The Court therefore tries the one issue of whether the government has proven that it is trustee for the Yakima Indian nation of the entire flow of the Ahtanum reserved by the Treaty of 1855 and therefore has the right to an injunction against anyone using any of the flow.
The government had the burden of establishing either that the Indian wards had had possession of the water right and had been ousted recently by the defendants or that these wards had title thereto and, as a result, the right to immediate possession.
This principle is firmly settled in land litigation whether at law or in equity.
The possession of the flow or usufruct is proven by actual application of a specified quantity of water to a beneficial purpose on a particular piece of land.
Water rights, whether riparian or appropriative, constitute real property and are appurtenant to particular pieces of land.
The proof must have shown, in order to prevail or even require answer other than a general denial, that the United States appeared as trustee of the naked legal title for certain Indian wards, naming them, who owned, respectively, the equitable title to a piece of land, describing it, which land was entitled to a definite quantity of water, in cubic inches under a certain pressure, and such flow had been beneficially used thereon until deprived thereof by act of defendants.
Since this was not a quo warranto proceeding, such as the Crown was wont to bring in England to question franchises and jurisdictional and property rights to the harassment of its subjects, the Court refused to require the defendants affirmatively to assume this burden.
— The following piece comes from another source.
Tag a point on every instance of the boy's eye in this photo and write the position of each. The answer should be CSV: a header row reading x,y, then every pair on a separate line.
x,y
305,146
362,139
Again, in the face of the persistent refusal of the government to define claims against defendants, the Court refused to require these individuals to state an affirmative defense. This procedural claim of the government lawyers was encysted in the pre-trial order. Therefore, the exact claim of neither side is developed.
Although the pre-trial order was thus unsatisfactory, the Court signed and entered it and put the case on trial.
The government did not prove possession of the flow as appurtenant to any piece of real property of a single drop of the water of which it claims the Indian nation is deprived by the patentees of the United States north of the boundary. In fact, there was no proof that the Yakima Indian nation had any rights in this water or interests therein. No communal lands of the Yakima nation are shown to be susceptible to irrigation by any waters of the Ahtanum or to have ever been irrigated thereby.
The proof does show that there are various parcels of land, held at some time by allottees, within the confines of the Yakima Indian reservation upon which approximately one-fourth of the flow of the Ahtanum has been beneficially applied since about the year 1900. But there is no complaint as to any interference by anyone with the beneficial enjoyment of this portion of the flow allocated by the agreement above mentioned which has actually been used south of the Ahtanum.